Goofy drops in BGP/OSPF route configuration for DIA

gregwoodson · ‎09-23-2010

RELEVANT CONFIG:

router ospf XXXXX

log-adjacency-changes

redistribute connected subnets

redistribute static subnets

passive-interface default

no passive-interface GigabitEthernet0/0.54

network XX.XX.XX.XX 0.0.0.0 area 0

default-information originate

!

router ospf 65501

log-adjacency-changes

redistribute connected subnets

redistribute static subnets

redistribute bgp XXXXX subnets

passive-interface default

no passive-interface GigabitEthernet0/0.50

network XX.XX.XX.XX 0.0.0.0 area 0

default-information originate

!

router bgp XXXXX

no synchronization

bgp log-neighbor-changes

network XX.XX.XX.XX mask 255.255.255.255

network XX.XX.XX.XX

network XX.XX.XX.XX mask 255.255.224.0

network XX.XX.XX.XX mask 255.255.255.0

aggregate-address XX.XX.XX.XX 255.255.224.0 summary-only

neighbor XX.XX.XX.XX remote-as XXXX

neighbor XX.XX.XX.XX description DIA B-Peer (Receive from this node via loopback 10)

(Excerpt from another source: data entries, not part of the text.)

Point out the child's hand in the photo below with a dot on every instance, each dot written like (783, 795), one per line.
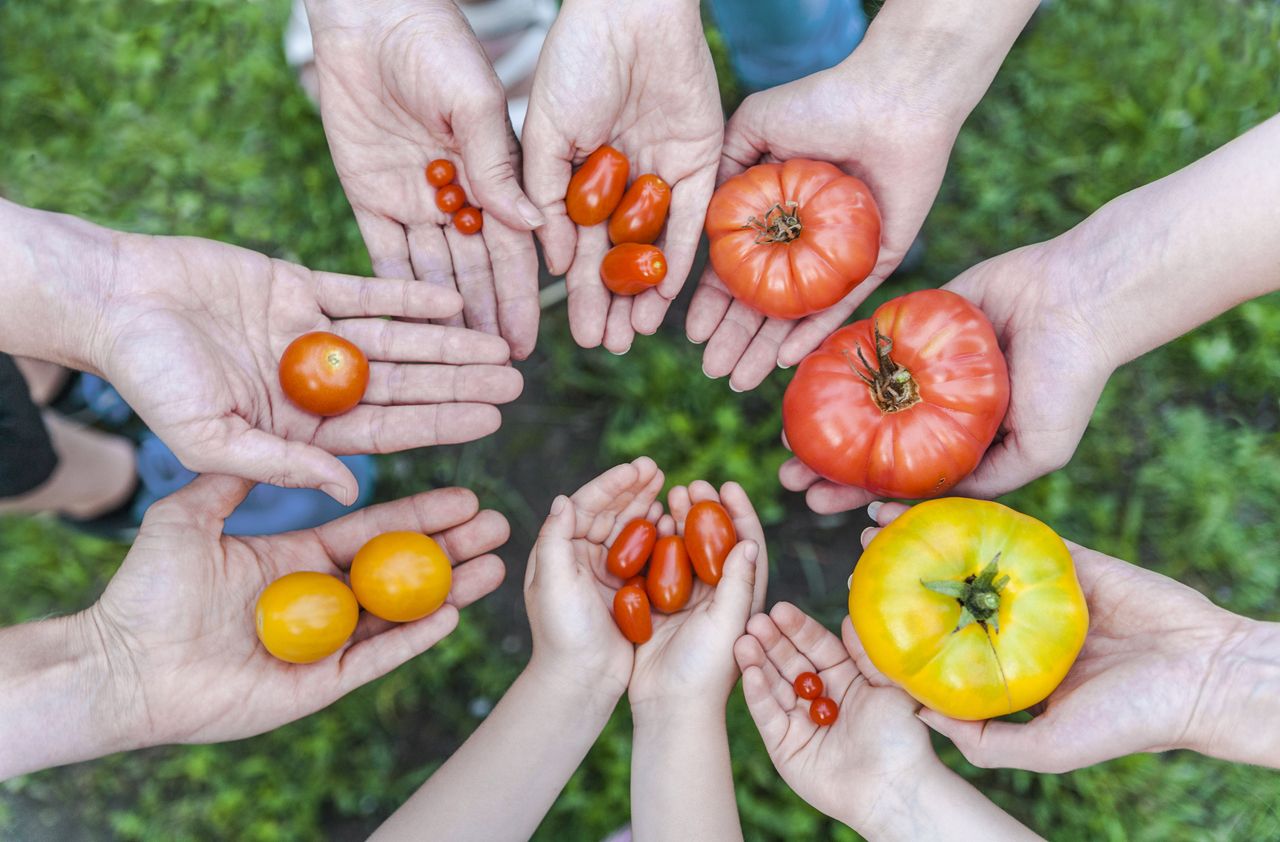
(568, 594)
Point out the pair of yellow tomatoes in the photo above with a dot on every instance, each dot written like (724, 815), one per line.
(970, 607)
(397, 576)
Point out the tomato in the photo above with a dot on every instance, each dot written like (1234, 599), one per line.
(469, 220)
(631, 268)
(631, 548)
(972, 607)
(904, 403)
(794, 238)
(324, 374)
(823, 710)
(439, 172)
(641, 211)
(305, 617)
(449, 198)
(671, 579)
(597, 187)
(631, 613)
(709, 535)
(808, 685)
(401, 576)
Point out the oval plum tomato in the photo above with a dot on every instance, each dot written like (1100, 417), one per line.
(641, 213)
(794, 238)
(597, 187)
(709, 535)
(439, 172)
(306, 616)
(970, 607)
(671, 579)
(631, 268)
(449, 198)
(631, 613)
(401, 576)
(808, 686)
(904, 403)
(823, 710)
(324, 374)
(631, 548)
(469, 220)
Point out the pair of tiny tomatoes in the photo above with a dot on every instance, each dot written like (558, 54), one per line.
(397, 576)
(597, 192)
(324, 374)
(708, 538)
(451, 198)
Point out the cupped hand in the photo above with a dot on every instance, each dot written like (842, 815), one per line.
(405, 82)
(177, 619)
(193, 330)
(568, 593)
(636, 77)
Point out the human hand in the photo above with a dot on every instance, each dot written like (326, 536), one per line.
(405, 82)
(638, 77)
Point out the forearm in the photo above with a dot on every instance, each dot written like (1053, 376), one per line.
(681, 779)
(506, 776)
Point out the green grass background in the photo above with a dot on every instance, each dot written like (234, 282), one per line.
(179, 117)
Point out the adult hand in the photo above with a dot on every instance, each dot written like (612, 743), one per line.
(638, 77)
(405, 82)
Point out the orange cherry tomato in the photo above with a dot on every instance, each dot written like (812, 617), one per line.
(671, 579)
(469, 220)
(641, 213)
(401, 576)
(597, 187)
(439, 172)
(631, 613)
(808, 686)
(631, 548)
(823, 710)
(709, 535)
(324, 374)
(305, 617)
(449, 198)
(631, 268)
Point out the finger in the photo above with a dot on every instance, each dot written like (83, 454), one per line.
(369, 429)
(407, 342)
(346, 296)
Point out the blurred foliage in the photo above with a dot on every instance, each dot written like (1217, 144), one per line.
(181, 118)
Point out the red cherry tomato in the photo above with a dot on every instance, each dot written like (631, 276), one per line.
(808, 685)
(469, 220)
(709, 535)
(449, 198)
(324, 374)
(439, 172)
(671, 579)
(631, 613)
(631, 268)
(597, 187)
(641, 211)
(631, 548)
(823, 710)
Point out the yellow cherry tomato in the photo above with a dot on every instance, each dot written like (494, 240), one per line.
(970, 607)
(306, 617)
(401, 576)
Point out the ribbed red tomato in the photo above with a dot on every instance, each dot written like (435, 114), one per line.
(904, 403)
(794, 238)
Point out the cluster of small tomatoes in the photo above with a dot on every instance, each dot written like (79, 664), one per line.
(598, 191)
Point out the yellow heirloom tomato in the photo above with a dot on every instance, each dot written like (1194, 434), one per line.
(970, 607)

neighbor XX.XX.XX.XX password 7 X

neighbor XX.XX.XX.XX ebgp-multihop 5

neighbor XX.XX.XX.XX update-source Loopback10

neighbor XX.XX.XX.XX soft-reconfiguration inbound

neighbor XX.XX.XX.XX filter-list 1 in

neighbor XX.XX.XX.XX remote-as XXXX

neighbor XX.XX.XX.XX description DIA A-Peer (Announce to this node)

neighbor XX.XX.XX.XX password 7 X

neighbor XX.XX.XX.XX filter-list 2 in

maximum-paths 6

no auto-summary

When pinging to one of the nodes in this lab environment, if I ping simply from the DIA edge router, pings go through without any pauses or issues. If I ping from int gi0/0.54- then it will start, then go out 3 seconds, start, go out 14 seconds, start, go out 3 seconds- then go for a while. There is obviously something goofy going on in the routing table, but I cant seem to find out what. I've done bgp and ospf debugs with no success. The routing table seems to be solid and not changing. Recommendations?

Giuseppe Larosa · ‎09-23-2010

Hello Greg,

You have two OSPF processes and BGP process.

>> f I ping simply from the DIA edge router, pings go through without any pauses or issues. If I ping from int gi0/0.54- then it will start, then go out 3 seconds, start, go out 14 seconds, start, go out 3 seconds-

Timing may be meaningful, I would say that it may be related to BGP.

you can use debug ip routing combined with an ACL to monitor some IP prefix like the ping destination.

How do you reach the BGP next-hop?

This is a key point: the BGP next-hop may be at the beginning considered valid and later dismissed if on BGP you receive a better route ( more specific) with that BGP next-hop.

You can use a /32 static route to fix this if this is the trouble.

IT is a consistency check the BGP next-hop cannot be validated by a BGP route received on that same eBGP session.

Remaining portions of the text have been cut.